А теперь на российских просторах все больше и больше нарастали сила и могущество рубля. Ясак можно было вносить или пушниной, или деньгами. И тяжел был тот налог, камнем падал он на плечи и многих валил с ног — по полтора рубля с каждой ясачной души. Зверя повыбили в ближайших урочищах, и тот пугливо прятался в труднодоступных урманах, охотники все дальше уходили из селений, а все лето без отдыха готовились к охоте: ставили охотничьи избушки — вор-кял, готовили слопцы, кулемки, западни; вьюком, а в основном-то на плечах затаскивали в глубину урманов продукты на зимний сезон. Целых сто пятьдесят копеек с каждой ясачной души! А в Тобольске — не в Пелыме и не в Самарово — пуд ржаной муки стоил одиннадцать с половиной копеек, пшеничной — двадцать две с половинкой, пуд говядины — сорок пять, а пуд сливочного масла — один рубль семьдесят копеек! Вот что такое ясак в сто пятьдесят копеек, а когда в семье восемь — десять душ, а кормилец один с двумя-тремя помощниками из старших сынов — нет, не останется ни одного свободного дня, все проглотят тайга, лес и болото. И год от года тяжелел и грузнел ясак, все труднее платить его, все глубже погружается в долги манси, все крепче сети торговцев и купцов. Торговцы все чаще приходят в Евру, но у каждого разная цена за шкурку…

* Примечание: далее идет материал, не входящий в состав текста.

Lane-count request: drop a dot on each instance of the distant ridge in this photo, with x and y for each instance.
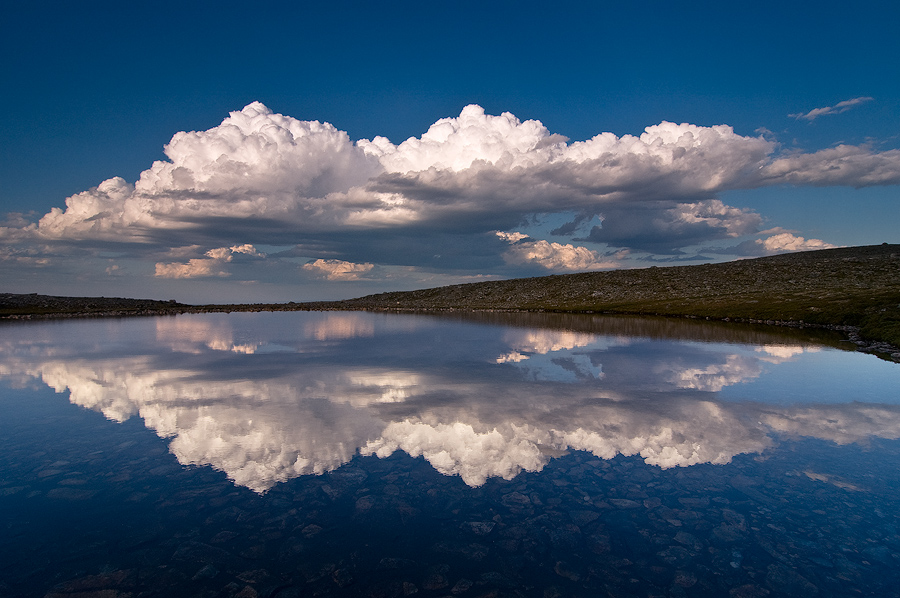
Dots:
(850, 286)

— Почему, зачем манси платят ясак Белому царю?! — не однажды спрашивала мужа Апрасинья. — Это жертва земному русскому богу? Почему?

— Потому что жадный он, ненасытный, как Виткась — Обжора, — отвечал Мирон. — Все готов пожрать, как Виткась — Пожиратель Берегов.

— Да разве может один человек пожрать столько?! — удивлялась Апрасинья. — Какая же пасть у него, какая утроба?! Тем, что он берет из тайги, из рек и озер, можно накормить многие народы.

— Не знаю, какая у него пасть, — устало ответил Мирон. — Вон идет Ондрэ-поляк. Спроси его, только, наверно, не скажет — царь ему руки-ноги ломал…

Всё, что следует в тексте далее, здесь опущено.